As you prepare to write your Manifesto, I invite you to use Creative Assignment #14 to write a 2-3 page lyric personal essay to be titled either “On Art” or “On Writing”. What does art or writing mean to you? Why is it universally important? CA #14 will be due on Tuesday, April 16, in class.
In honor of my lucky number, Creative Assignment 13 requires that you first read Wallace Stevens’s “Thirteen Ways of Looking at a Blackbird“. Go on. I’ll wait here while you read.

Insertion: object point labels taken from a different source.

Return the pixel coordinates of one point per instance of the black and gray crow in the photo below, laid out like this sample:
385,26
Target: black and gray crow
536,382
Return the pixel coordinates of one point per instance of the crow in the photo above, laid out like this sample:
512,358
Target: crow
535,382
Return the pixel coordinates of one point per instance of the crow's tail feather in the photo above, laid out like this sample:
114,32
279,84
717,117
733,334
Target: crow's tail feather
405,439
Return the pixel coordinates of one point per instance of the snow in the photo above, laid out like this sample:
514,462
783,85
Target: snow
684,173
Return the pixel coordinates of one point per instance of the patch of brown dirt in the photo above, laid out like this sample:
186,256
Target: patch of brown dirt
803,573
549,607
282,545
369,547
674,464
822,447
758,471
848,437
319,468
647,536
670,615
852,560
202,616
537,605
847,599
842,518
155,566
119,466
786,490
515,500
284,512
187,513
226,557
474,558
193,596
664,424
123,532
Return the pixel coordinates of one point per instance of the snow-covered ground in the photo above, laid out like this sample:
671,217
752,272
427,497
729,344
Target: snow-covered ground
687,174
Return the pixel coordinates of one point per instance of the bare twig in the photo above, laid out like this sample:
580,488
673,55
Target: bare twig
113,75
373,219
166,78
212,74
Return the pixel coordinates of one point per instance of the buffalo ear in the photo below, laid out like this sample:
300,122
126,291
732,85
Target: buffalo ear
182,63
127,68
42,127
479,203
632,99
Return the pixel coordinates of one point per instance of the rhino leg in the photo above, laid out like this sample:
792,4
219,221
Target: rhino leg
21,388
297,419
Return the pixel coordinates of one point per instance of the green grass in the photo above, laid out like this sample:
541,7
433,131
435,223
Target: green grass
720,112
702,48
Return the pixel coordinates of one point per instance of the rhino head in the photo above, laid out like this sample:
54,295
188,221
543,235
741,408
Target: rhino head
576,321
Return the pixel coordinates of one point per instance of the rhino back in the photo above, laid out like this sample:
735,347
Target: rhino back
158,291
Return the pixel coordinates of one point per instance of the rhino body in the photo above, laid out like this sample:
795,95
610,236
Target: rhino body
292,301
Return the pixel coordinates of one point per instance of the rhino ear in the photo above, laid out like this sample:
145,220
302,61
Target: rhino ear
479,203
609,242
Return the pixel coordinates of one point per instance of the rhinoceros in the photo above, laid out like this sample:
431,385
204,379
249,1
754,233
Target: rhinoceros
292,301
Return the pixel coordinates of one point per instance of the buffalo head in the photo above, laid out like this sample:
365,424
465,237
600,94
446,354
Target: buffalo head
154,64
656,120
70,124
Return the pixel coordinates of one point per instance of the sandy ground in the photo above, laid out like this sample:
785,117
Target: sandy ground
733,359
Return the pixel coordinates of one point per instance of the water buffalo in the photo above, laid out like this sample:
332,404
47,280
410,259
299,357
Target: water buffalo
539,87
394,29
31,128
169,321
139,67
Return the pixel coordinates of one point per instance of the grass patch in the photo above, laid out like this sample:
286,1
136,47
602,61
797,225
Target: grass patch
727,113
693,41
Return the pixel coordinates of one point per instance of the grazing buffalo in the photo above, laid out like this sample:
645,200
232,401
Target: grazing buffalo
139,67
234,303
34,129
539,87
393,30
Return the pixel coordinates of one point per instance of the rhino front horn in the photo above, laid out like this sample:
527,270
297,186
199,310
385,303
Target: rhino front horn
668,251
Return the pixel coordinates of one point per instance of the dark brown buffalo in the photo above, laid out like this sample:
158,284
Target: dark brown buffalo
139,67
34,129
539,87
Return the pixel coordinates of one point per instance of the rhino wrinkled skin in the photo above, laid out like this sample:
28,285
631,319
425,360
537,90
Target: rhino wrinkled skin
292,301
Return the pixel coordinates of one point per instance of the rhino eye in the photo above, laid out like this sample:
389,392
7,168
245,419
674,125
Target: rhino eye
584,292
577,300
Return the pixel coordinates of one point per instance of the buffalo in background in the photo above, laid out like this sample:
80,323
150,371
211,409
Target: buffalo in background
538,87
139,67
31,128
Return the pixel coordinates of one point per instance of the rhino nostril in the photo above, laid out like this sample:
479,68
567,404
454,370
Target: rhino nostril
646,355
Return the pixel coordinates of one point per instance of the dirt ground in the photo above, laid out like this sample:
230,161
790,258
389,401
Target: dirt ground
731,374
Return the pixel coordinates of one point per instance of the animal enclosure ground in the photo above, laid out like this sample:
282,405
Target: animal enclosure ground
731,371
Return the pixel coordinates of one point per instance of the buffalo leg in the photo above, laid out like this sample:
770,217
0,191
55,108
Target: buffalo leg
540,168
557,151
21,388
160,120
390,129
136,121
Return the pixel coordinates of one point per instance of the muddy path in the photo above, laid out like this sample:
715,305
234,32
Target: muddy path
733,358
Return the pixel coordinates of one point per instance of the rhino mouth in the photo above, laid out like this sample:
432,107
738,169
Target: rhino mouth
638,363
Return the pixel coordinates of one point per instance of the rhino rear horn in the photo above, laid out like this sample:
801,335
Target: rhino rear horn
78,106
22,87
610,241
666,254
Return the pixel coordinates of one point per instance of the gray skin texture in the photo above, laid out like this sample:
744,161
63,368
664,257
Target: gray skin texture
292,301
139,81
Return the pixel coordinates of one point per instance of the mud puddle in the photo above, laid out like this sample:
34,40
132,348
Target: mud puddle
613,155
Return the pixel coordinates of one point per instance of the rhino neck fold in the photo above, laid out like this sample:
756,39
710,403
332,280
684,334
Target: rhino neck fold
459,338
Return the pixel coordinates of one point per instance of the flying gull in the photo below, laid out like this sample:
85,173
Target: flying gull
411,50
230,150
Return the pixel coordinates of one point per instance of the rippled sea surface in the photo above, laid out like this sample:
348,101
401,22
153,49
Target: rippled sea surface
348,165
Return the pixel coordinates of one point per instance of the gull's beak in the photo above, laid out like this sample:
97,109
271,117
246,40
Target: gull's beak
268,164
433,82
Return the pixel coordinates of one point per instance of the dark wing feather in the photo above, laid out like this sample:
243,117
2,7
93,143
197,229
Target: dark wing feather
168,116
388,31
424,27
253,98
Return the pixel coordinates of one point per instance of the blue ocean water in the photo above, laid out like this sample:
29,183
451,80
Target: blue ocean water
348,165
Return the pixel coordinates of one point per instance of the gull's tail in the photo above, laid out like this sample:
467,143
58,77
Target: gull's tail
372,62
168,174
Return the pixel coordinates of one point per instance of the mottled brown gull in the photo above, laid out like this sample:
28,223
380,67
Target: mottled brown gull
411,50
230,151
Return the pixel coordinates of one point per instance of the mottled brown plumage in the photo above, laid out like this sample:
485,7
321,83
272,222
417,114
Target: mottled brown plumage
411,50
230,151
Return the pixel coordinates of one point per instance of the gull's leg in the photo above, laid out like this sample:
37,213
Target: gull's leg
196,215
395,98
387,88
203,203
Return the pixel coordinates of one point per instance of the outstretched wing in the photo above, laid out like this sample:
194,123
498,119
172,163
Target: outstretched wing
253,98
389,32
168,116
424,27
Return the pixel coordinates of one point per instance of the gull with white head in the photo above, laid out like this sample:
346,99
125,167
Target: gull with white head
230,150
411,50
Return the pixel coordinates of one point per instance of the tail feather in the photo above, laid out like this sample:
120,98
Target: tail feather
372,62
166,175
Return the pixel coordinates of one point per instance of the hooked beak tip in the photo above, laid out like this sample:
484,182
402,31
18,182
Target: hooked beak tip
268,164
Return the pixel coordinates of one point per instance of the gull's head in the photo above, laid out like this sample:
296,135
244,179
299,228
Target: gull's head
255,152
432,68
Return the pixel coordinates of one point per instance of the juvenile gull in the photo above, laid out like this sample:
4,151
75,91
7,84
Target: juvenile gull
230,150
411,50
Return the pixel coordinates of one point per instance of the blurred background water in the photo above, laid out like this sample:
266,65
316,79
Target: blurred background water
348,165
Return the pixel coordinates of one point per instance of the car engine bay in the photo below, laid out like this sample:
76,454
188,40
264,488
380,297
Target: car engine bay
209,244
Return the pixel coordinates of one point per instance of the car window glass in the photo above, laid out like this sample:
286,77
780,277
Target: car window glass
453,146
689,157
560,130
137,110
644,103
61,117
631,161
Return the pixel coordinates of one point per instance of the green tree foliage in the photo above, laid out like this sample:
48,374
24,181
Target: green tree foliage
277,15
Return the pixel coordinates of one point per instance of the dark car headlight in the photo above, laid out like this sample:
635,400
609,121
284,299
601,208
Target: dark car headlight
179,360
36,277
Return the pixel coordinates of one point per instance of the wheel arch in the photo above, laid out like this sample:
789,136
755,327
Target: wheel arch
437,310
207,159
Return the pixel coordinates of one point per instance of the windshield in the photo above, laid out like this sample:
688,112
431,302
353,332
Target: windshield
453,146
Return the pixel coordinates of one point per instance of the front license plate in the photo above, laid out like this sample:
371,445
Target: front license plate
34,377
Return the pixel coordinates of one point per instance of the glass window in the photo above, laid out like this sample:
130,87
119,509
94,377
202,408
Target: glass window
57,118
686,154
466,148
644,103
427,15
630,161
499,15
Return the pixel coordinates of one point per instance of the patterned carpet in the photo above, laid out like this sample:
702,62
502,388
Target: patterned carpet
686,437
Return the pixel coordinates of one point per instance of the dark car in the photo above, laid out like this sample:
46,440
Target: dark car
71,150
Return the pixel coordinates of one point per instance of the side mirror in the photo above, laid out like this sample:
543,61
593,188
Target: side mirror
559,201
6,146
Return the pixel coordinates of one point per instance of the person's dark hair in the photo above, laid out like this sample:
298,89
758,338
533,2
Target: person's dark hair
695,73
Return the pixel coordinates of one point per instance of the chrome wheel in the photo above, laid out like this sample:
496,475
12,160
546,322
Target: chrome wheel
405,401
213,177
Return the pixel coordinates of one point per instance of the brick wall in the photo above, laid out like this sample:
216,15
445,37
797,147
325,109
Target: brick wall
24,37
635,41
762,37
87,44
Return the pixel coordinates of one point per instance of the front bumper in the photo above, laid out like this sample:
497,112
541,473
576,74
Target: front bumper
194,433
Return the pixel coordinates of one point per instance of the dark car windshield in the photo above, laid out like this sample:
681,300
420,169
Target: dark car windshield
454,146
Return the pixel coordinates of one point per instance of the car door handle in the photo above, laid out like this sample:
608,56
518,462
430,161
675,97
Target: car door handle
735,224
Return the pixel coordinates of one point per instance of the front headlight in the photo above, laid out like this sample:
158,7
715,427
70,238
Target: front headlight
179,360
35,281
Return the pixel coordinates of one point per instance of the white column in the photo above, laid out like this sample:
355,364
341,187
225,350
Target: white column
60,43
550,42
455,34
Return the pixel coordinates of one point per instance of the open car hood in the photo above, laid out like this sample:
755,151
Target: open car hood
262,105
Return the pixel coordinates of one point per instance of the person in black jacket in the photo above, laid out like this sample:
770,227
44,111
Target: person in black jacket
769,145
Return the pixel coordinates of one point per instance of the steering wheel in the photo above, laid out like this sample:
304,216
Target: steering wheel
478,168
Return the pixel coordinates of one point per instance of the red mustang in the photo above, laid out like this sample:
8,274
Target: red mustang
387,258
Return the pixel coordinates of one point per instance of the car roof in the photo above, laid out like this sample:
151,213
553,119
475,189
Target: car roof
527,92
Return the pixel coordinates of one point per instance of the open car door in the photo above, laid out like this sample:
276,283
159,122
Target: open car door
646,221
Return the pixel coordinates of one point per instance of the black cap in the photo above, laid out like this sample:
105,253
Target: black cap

Next I’ll ask that you mash poetry and creative non-fiction together. Blur some boundaries and write your own version: “Thirteen Ways of Looking at ___” Fill in the blank with your name.
Write short stanzas, 13 brief prose pieces…whatever works. Surprise the reader with strong imagery and meaningful moments.
If you were not in class when I distributed the next three pieces for workshop, stop by the English Dept. and find the manuscripts in a folder in my mailbox.
Write a 25-line memoir. Begin “If it were not for ___________, I would not be here.”
Mine, for instance, might begin “If it were not for my father’s blue eyes, I would not be here.” Or maybe “If it were not for Albuterol, I would not be here.” Or even “If it were not for my husband’s first wife, I would not be here.” In each case, the here is a different aspect of my life. Write at least five first lines, filling in the blank, before you write your 25-line memoir that opens up the first line.
On Thursday, we’ll discuss workshop pieces 3,4,and5. I look forward to it!
Reminder: Literary Reading Reviews for Cari Luna’s reading are due on 4/4; reviews for Dana Salvador’s reading are due on 4/9. If you have not yet written a review, consider writing one this week!
Finally, the last two narrative reading responses are due no later than 4/18. I’ll accept responses to “After the Harvest” or “The Female Body” by Margaret Atwood on Thursday.
Here are a few events that may be of interest to you:
Wednesday, April 3, 8:00 p.m. in The Owl’s Nest the Poetry Club is hosting their Spring Poetry Jam. Go and share your poetry and enjoy the works of students, staff and faculty.
Tuesday, April 16, at 6 p.m. in Ely Library, poet (and member of English Dept. faculty) Howard Faerstein will read from his book Dreaming of the Rain in Brooklyn.
Tuesday, April 23, English 246 Student Spectacular–YOU will read a selection from your work produced this semester. Details to follow!
On Tuesday, April 2, memoirist and poet Dana Salvador will join us for the second reading in our Virtual Readings Series.
You can read her essay “After the Harvest” in Fourth Genre.
Dana Salvador grew up in northeastern Colorado on a family farm. Her work has been featured in The North American Review, Fourth Genre, Water~Stone Review, Cold Mountain Review, Prairie Poetry and is forthcoming in Red Rock Review. Her essay, “In Migration” was a finalist for the Hunger Mountain Nonfiction Prize. She is also the recipient of a Vogelstein Foundation grant.